In my previous blog post Finding duplicates using PowerBI I have explained how PowerBI can be used to find duplicates. It kept me thinking what are other effective feasible ways to find duplicates other than PowerBI. One of my customer was not using PowerBI and they had a huge dataset of contacts approximately 20 million, which needs to be cleansed. So, I started exploring
Solution 1 – Using Excel PowerQuery and Fuzzy matching
Using Excel’s fuzzy matching add-in we can easily find duplicates. As Microsoft has made the CDS connection available using Power Query (check this link), it has become a breeze to work on Dynamics 365 data. Excel is great with smaller datasets but with the above described scenario it may not be a best fit, and more over there will be lot of manual effort involved. Even automation is really hard.
Solution 2 – Using SSIS Fuzzy Matching
The Dynamics 365 Data Export service is a free-add which exports the Dynamics 365 CRM data to any customer owned Azure SQL DB. This is a one of the best add-on’s Microsoft has come up, which can be used in building up a Data warehouse to perform all kinds of reporting and data validations. So, once the Dynamics 365 CRM data is synchronized to an Azure SQL DB, we can create SSIS packages to find duplicates. SQL Server SSIS supports “Fuzzy Grouping” which is one of the best options to filter duplicate data. Check the Microsoft Docs link for detailed configuration steps. The only catch is “Fuzzy Grouping” needs access to SQL temp DB. So we cannot use Azure SQL DB in cloud, we need access to a local SQL Server or SQL Server on a cloud VM . The high level design is
Solution 3 – Using SQL SOUNDEX
“SOUNDEX” a predefined function part of Microsoft SQL, returns a four character code to evaluate the similarity of two strings. For example consider the below contacts which have a similar sound. They seem to be duplicates with typo’s. The SOUNDEX(fullname) of full name results with a same sound code. Using this feature we can definitely show duplicates within Dynamics.

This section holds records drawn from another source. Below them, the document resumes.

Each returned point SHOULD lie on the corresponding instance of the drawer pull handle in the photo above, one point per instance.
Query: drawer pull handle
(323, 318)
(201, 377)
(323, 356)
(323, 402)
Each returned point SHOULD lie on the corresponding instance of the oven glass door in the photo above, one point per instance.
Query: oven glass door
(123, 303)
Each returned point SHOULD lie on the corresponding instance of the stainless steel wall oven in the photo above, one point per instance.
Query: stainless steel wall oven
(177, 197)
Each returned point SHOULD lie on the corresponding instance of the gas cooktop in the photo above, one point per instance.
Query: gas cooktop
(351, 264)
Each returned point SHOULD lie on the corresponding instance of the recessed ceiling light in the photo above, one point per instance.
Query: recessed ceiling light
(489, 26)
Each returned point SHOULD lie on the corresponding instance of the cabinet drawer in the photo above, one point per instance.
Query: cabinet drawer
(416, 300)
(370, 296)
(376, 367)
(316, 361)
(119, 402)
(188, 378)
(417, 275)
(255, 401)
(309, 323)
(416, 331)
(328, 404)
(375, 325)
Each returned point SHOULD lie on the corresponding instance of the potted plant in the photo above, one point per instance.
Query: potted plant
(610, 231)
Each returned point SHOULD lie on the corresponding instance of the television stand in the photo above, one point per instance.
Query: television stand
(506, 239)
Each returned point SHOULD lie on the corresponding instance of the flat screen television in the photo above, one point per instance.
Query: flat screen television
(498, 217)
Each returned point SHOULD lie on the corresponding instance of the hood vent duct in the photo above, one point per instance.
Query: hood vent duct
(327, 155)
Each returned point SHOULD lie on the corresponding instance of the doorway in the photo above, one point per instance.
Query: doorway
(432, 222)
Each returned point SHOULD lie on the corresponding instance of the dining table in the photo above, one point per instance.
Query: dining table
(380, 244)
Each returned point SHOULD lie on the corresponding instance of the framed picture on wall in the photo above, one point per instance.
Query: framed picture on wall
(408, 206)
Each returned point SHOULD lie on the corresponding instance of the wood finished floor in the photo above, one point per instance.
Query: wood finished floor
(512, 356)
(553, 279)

In the example above, you can see three duplicate contacts with typo’s. The SOUNDEX results show the same code being generated. The design I have used is to use the soundcode feature to identify duplicates.
I have created a new attribute within Contacts as “SoundCode” which will be used to capture the psuedo code from SOUNDEX. Once the data is synchronized using Data Export Service to a Azure SQL DB, I have created a insert trigger which updates the record with a sound code. This information is captured within the newly created attribute.
The idea is to show these probable duplicates back in Dynamics 365 within the Contacts form. So, for that I have created a simple Azure function which retrieves the probable duplicates by querying the Contact table from the Azure SQL DB. I have created a simple HTML web resource which sends in a request to execute the Azure function and show the results within a table. This web resource is called on click of a button with in the Contact menu.
Considering the data volume of the customer, this solution proved out to give better results than the other solutions.